Круциферский, долго всматриваясь и вслушиваясь, – вроде того, как Густав Иванович изучал замечание французского учителя, – наконец, смутно понял, в чем дело, взял стакан, выпил его разом и расхохотался.
– Вот люблю, можно чести приписать! Каков? А говорит – не пью, экой хитрец! Ну, Дмитрий Яковлевич, Митя, выпей еще стаканчик… Пелагея, – присовокупил Медузин, вытаскивая из стакана Круциферского собственным (обходительным) пальцем своим кусок лимона, – еще пуншу да покрепче… Выпьешь?
– Давайте.
И Медузин только потому не поцеловал Круциферского, что рот его был занят лимоном, который он съел с кожей и с косточками, прибавляя в виде объяснительной комментарии: «Кисленькое-то славно, когда фундамент выведен».

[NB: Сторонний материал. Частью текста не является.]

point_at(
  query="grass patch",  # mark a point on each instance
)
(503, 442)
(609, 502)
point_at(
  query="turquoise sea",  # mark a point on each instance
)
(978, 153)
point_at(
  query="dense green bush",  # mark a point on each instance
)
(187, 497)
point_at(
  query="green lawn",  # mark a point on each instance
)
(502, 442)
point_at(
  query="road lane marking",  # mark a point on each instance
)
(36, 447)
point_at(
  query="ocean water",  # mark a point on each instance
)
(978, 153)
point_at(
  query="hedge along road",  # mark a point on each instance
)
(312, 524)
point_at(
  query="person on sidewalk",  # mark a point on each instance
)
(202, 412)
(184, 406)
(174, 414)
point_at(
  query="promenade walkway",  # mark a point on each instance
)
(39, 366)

Пунш принесли, Круциферский выпил его, как стакан воды. Никто не заметил, что он был бледен, как воск, и что посинелые губы у него дрожали, может, потому, что гостям казалось, что весь земной шар дрожит.
Между тем, как дело шло на пульку, неутомимая Пелагея принесла на маленький столик поднос с графином и стаканчиками на ножках, потом тарелку с селедками, пересыпанными луком. Селедки хотя и были нарублены поперек, но, впрочем, не лишены ни позвоночного столба, ни ребер, что им придавало особенную, очень приятную остроту. Игра кончилась мелким проигрышем и крупным ругательством между людьми, жившими вместе целый бостон. Медузин был в выигрыше, а следовательно, в самом лучшем расположении духа.
– Полноте, полноте! – кричал он. – Пойдемте-ка лучше да с божьим благословением хватимте кантафресного.
Иван Афанасьевич постоянно называл настойку кантафресным, почему – не знаю, но полагаю, по достаточным и верным латинским источникам.
Гости отправились к столу.
– Дмитрий Яковлевич! Уж, верно, ты не откажешься и от кантафресного?
– Давайте и кантафресного, – отвечал Круциферский и опрокинул в горло огромную рюмку пенника, испорченного разными травами, отвратительными на вкус и полезными, как думают легковерные люди, для желудка. Восторг гостей был неописанный; но Пелагея принесла баснословной величины пирог с визигой… Я, впрочем, полагаю, что мы довольно ознакомились с характером валтасаровского празднества, которым Медузин праздновал свое тезоименитство; тем более не считаю нужным описывать продолжение его, что могу уверить читателей в том, что праздник продолжался совершенно в том же направлении и на тех же основаниях.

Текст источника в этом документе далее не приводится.